= 2020s in social history =

This is a social history of the 2020s. Social history refers to changes affecting societies and the lived experiences of their members.

== Global issues ==

=== Social effects of the COVID-19 pandemic ===

The impact on personal gatherings was strong as medical experts advised, and local authorities often mandated stay-at-home orders to prevent gatherings of any size, not just the larger events that were initially restricted. Such gatherings could be replaced by teleconferencing, or in some cases with unconventional attempts to maintain social distancing with activities such as a balcony sing-along for a concert, or a "birthday parade" for a birthday party. Replacements for gatherings were seen as significant to mental health during the crisis. Social isolation among alcohol users also adopted a trend towards Kalsarikänni or "pantsdrunking", a Finnish antisocial drinking culture.

Low income individuals were more likely to contract the coronavirus and to die from it. In both New York City and Barcelona, low income neighborhoods were disproportionately hit by coronavirus cases. Hypotheses for why this was the case included that poorer families were more likely to live in crowded housing and work in low skill jobs, such as supermarkets and elder care, which were deemed essential during the crisis. In the United States, millions of low-income people may lack access to health care due to being uninsured or underinsured. Millions of Americans lost their health insurance after losing their jobs. Many low income workers in service jobs became unemployed.

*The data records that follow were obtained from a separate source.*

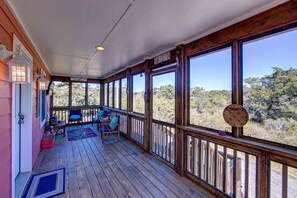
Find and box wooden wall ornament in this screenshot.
[223,104,248,127]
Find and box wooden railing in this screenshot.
[186,134,254,197]
[152,120,175,165]
[130,115,145,145]
[52,106,297,197]
[181,126,297,198]
[118,114,127,134]
[51,106,101,124]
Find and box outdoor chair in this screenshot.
[68,109,82,125]
[99,115,120,144]
[92,108,110,130]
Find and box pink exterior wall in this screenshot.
[0,62,12,198]
[0,0,50,196]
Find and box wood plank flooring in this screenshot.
[32,125,215,198]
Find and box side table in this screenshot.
[46,121,66,137]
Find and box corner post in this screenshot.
[144,59,151,153]
[127,68,132,140]
[175,44,185,175]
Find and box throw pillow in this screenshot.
[97,110,105,117]
[109,116,118,130]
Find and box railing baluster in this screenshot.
[169,126,172,163]
[198,138,202,178]
[206,141,209,183]
[223,146,227,193]
[193,137,197,175]
[282,164,288,198]
[233,150,237,197]
[214,144,218,187]
[245,153,249,198]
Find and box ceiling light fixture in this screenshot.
[95,46,105,51]
[79,0,135,75]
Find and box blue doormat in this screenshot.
[23,168,65,198]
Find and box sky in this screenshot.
[133,28,297,92]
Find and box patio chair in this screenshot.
[91,107,109,130]
[99,115,120,144]
[68,109,82,125]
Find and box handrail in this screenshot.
[152,119,175,128]
[128,112,146,119]
[103,107,128,115]
[179,125,297,166]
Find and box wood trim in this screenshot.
[232,40,241,138]
[127,68,132,140]
[119,78,122,109]
[144,60,151,153]
[176,45,185,175]
[282,164,288,198]
[180,125,297,164]
[100,82,104,106]
[85,82,88,106]
[184,1,297,56]
[69,81,72,107]
[51,75,70,82]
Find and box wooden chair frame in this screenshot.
[99,122,120,144]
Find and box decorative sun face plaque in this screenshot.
[223,104,249,127]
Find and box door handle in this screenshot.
[18,113,25,124]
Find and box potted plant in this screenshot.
[41,130,55,149]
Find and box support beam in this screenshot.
[144,60,151,153]
[176,44,185,175]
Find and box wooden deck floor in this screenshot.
[32,125,215,198]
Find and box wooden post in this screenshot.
[176,44,185,175]
[100,81,104,106]
[144,60,151,153]
[127,68,132,140]
[232,40,241,138]
[258,154,268,198]
[69,81,72,107]
[119,78,122,109]
[85,82,88,106]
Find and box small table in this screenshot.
[46,121,66,137]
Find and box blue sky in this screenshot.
[133,28,297,92]
[190,47,232,91]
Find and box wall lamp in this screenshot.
[0,44,31,84]
[34,70,47,90]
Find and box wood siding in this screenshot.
[0,0,50,196]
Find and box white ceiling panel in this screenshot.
[7,0,288,78]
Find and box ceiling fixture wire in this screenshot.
[80,0,135,74]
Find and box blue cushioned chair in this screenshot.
[99,115,120,144]
[92,108,110,131]
[68,110,82,125]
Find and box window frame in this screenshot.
[87,82,101,106]
[187,44,234,134]
[238,24,297,149]
[132,72,145,115]
[40,70,47,127]
[114,80,120,109]
[120,77,128,111]
[71,81,87,107]
[151,67,177,124]
[52,81,70,108]
[104,83,108,106]
[108,81,114,108]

The coronavirus pandemic was followed by concern for a potential spike in suicides, exacerbated by social isolation due to quarantine and social-distancing guidelines, fear, and unemployment and financial factors. Many countries reported an increase in domestic violence and intimate partner violence attributed to lockdowns amid the COVID-19 pandemic. Financial insecurity, stress, and uncertainty led to increased aggression at home, with abusers able to control large amounts of their victims' daily life. United Nations Secretary-General António Guterres called for a domestic violence "ceasefire".

=== Race ===
The murder of George Floyd has led to many protest and riots across the United States and internationally. The stated goal of the protest has been to end police brutality and racial inequality.

=== Gender ===
The World Economic Forum published a report on the global gender gap in January 2020 that concludes gender parity will not be reached for 99.5 years. The report benchmarks 153 countries in four dimensions: Economic Participation and Opportunity, Educational Attainment, Health and Survival, and Political Empowerment. The top-ranking country for parity is Iceland, and Albania, Ethiopia, Mali, Mexico, and Spain are the most improved. At least 35 countries have achieved gender parity in education, and 71 have closed at least 97% of the gap in health. Political empowerment remains poor—85 countries have never had a female head of state and women hold only 25% of all available positions, while eight countries have no women in government at all. Globally, only 55% of women (ages 15–64) are economically active, compared to 78% of men. 72 countries do not allow women to open bank accounts or obtain credit.

=== Sexual minorities ===

- Switzerland banned discrimination on the basis of sexuality based on a referendum, putting into effect a law previously introduced in 2018, that was subsequently blocked by the government that requested a referendum to be held on the matter first.
- In Northern Ireland, the first same-sex marriage, after legislation to allow this took effect in January 2020.
- In Costa Rica, same-sex marriage and joint adoption by same-sex couples became legal on 26 May 2020.
- In the United States, the Supreme Court ruled that job discrimination against workers for their sexual orientation or gender identity is illegal.
- The Trump Administration passed a law on 12 June 2020 removing protections against discrimination from LGBTQ people in terms of health care and health insurance in the United States.

=== Drug policy ===
Drug policies continues to evolve, in particular in relation to cannabis and psychedelics. Landmark events internationally were:

- International law: the removal of cannabis and cannabis resin from Schedule IV of the treaty on narcotics, in December 2020.
- Germany: the announcement by the government elected in 2021 of the upcoming legalization of cannabis in Germany.
- United States: the pardon of minor marijuana-related federal offences and announcement of cannabis rescheduling by U.S. president Joe Biden on 6 October 2022.

=== Technology ===
Trends in technology include greater use of artificial intelligence (AI), autonomous vehicles (AV), virtual reality, a ten-year human lifespan increase (due to better drugs, stem cell manipulation, and gene therapy), renewable and sustainable energy, and space (commercialization, weaponization, and exploration).